Il giovane era inabile eppure si è deciso di rinchiuderlo: il ricorso al pronto soccorso del Mazzini poteva essere segnale del disagio psicologico?
TERAMO – La vita di un ragazzo di 20 anni ha un valore troppo alto e la tragedia di Castrogno esige una chiarezza du cause e responsabilità come mai non è stata mostrata fino a oggi sulla questione carceraria. Le polemica che sta divampando in queste ore sulla tragedia verificatasi nel penitenziario teramano di Castrogno, dimostra come il significato di queste strutture vada rivisto radicalmente e che i ragionamenti e le interpretazioni alla base delle scelte detentive, da parte degli organi preposti, debbano trovare un approfondimento multidisciplinare. A partire soprattutto dalle considerazioni medico cliniche sui potenziali detenuti.
La morte di Patrick Guarnieri nel giorno del suo compleanno, è l’ennesimo fallimento della giustizia italiana e del modello rieducativo sotteso alla detenzione in carcere, ormai superato. Il 20enne giuliese, inabile per alcune patologie, è stato comunque portato in cella, in quanto le sue condizioni sarebbero state giudicate compatibili con il regime detentivo. E da qui che partirà, si spera, l’indagine aperta dalla magistratura teramana sulla sua morte per impiccagione, avvenuta questa mattina nel bagno della sua cella dove era rinchiuso, da solo, a Castrogno, da due giorni.
Il malore accusato durante il tragitto verso l’ospedale Mazzini era stato un campanello d’allarme della sua condizione di soggetto fragile e per questo non in grado di affrontare l’isolamento all’interno di una cella detentiva? In queste ore, la madre, anche lei detenuta a Castrogno, ha accusato un malore: non ce l’ha fatta a sopportare la notizia del decesso del suo figlio minore, al quale era molto legato, al punto da essersi tatuata su un braccio il suo nome di battesimo.
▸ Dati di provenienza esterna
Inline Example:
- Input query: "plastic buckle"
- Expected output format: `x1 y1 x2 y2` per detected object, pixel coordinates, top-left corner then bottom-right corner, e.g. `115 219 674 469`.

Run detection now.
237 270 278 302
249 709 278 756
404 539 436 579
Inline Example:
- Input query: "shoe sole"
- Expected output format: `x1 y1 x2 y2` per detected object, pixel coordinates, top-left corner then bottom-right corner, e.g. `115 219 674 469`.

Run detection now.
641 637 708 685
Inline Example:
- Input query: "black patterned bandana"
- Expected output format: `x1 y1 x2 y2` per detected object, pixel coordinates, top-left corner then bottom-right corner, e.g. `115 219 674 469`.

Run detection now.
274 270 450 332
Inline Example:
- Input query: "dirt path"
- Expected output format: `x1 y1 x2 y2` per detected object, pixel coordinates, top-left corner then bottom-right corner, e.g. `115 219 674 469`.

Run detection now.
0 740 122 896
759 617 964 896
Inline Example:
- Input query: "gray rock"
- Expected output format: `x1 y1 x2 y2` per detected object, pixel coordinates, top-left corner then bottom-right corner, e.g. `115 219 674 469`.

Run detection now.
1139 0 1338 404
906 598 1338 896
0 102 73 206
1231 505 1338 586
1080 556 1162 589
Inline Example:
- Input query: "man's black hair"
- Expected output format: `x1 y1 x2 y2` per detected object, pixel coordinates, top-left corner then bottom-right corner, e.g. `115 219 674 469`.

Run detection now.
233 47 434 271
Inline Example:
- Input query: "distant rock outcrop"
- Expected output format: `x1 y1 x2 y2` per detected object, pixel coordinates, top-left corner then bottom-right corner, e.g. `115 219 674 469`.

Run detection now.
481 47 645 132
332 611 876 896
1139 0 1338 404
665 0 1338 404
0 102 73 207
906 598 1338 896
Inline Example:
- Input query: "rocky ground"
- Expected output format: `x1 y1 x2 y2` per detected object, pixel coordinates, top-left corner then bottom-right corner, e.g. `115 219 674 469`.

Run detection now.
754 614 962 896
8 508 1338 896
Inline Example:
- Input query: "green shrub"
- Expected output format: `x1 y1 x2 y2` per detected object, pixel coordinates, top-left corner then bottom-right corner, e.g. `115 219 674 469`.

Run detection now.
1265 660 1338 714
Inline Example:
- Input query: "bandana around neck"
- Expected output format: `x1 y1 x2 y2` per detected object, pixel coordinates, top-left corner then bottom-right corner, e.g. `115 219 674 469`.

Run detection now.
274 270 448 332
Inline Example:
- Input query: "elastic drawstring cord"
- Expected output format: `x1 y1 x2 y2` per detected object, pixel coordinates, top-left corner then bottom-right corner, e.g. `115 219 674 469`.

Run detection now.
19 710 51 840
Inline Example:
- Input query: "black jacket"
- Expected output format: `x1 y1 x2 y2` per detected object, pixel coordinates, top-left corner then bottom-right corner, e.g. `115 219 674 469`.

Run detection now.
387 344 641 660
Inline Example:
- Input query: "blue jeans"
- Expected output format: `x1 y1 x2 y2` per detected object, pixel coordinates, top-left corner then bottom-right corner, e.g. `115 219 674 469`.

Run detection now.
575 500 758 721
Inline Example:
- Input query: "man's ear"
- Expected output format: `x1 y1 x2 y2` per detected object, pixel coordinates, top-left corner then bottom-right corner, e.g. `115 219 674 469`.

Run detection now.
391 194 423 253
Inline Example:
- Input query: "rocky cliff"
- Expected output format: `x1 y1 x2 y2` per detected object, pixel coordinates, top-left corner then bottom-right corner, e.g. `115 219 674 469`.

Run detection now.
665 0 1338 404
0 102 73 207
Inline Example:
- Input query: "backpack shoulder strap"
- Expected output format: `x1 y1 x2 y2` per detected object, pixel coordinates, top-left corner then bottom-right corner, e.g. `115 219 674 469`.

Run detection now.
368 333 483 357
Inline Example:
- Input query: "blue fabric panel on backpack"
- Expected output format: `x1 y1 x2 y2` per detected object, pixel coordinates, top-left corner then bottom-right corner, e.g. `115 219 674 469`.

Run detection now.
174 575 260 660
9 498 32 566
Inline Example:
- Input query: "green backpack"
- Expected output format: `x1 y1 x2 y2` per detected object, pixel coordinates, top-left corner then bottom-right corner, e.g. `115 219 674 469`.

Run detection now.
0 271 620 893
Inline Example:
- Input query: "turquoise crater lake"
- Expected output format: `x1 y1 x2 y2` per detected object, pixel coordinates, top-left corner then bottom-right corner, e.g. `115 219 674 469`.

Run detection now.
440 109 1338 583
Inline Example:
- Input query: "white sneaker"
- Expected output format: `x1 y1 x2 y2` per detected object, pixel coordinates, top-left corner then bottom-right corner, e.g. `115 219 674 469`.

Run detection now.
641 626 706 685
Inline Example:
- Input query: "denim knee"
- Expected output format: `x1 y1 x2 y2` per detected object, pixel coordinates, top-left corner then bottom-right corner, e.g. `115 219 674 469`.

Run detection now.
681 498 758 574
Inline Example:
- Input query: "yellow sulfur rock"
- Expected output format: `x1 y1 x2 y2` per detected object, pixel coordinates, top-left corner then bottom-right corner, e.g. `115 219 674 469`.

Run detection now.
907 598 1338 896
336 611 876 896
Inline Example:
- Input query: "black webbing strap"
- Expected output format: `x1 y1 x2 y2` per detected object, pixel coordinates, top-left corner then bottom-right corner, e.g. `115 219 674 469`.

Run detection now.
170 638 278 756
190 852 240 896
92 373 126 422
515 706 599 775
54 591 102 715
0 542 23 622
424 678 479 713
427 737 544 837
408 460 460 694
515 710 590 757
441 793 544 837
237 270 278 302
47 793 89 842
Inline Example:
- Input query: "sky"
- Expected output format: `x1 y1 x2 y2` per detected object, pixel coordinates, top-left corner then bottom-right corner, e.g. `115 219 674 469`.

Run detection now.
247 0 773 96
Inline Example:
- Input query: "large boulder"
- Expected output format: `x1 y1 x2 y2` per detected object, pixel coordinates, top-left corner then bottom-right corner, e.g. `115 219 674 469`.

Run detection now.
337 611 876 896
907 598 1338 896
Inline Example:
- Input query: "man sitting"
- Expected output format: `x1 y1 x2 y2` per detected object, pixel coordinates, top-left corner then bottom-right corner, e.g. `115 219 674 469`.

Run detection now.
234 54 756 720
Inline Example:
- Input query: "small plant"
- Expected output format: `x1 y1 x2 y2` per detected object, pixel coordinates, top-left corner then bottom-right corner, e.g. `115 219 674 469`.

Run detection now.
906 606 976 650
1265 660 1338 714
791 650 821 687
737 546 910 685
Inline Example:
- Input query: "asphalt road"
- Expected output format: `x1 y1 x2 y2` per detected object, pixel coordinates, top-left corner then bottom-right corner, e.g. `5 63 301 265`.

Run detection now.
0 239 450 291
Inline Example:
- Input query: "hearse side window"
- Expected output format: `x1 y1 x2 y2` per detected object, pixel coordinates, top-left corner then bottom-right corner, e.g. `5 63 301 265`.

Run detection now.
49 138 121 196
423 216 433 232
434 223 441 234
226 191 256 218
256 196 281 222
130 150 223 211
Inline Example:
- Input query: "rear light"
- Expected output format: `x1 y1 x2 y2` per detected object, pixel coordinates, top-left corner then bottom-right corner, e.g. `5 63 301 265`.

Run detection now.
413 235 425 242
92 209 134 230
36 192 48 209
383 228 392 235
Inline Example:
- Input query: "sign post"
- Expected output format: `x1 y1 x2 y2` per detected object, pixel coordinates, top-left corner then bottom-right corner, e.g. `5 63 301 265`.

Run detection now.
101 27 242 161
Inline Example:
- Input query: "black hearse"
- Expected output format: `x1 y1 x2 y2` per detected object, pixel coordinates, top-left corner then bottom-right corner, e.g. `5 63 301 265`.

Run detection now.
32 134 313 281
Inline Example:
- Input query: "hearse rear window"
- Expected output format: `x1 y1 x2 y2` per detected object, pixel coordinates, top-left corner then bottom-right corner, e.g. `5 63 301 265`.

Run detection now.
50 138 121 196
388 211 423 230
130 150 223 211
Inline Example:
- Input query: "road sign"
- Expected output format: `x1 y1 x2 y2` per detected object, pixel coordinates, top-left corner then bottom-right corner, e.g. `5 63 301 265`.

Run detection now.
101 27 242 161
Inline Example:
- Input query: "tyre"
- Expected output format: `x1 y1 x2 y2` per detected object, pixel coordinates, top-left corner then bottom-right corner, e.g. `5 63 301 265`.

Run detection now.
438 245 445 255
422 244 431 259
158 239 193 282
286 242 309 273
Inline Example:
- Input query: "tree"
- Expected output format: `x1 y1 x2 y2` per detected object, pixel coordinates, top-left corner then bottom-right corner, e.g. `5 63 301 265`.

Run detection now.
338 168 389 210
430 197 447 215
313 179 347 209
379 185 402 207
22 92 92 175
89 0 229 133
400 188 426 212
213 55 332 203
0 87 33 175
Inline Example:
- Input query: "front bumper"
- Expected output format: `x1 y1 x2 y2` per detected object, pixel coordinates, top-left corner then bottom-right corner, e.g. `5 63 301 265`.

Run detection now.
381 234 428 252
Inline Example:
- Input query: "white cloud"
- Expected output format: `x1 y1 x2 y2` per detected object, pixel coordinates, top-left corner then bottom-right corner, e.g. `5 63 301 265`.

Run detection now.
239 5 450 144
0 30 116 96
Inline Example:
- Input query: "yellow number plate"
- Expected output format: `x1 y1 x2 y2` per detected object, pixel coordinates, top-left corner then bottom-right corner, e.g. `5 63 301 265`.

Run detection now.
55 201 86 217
A lei, assistita al pronto soccorso dell’ospedale di Teramo, hanno portato sostegno – per quel pochissimo tempo che hanno potuto – gli altri figli e tanti altri parenti e amici si sono radunati nei pressi dell’obitorio dove è stata composta la salma del povero Patrick.
Anche questa simbiosi spezzata dall’arresto di entrambi avrà sicuramente influito pesantemente sulla psiche del giovanissimo giuliese e anche questo avrebbe dovuto pesare sulla valutazione di un provvedimento giudiziario di reclusione, piuttosto che di rinnovo di libertà vigilata o magari di arresti domiciliari. Il Paese è pieno di finti folli che ricorrono alla perizia psichiatrica per evitare meritate condanne o di malati immaginari che cercano un alleggerimento delle pene detentive. Ma Patrick no, lui doveva finire in cella…
La condizione carceraria di Castrogno, intesa sia sul fronte detentivo che di quello di sorveglianza, è da tempo al centro di denunce e appelli. Ma sono stati tutti sempre inascoltati. Adesso la morte di Patrick Guarnieri, lo ricordiamo, il terzo suicidio in un anno qui, il penultimo appena un mese e mezzo fa, forse farà degnare di una verifica seria e approfondita chi di dovere?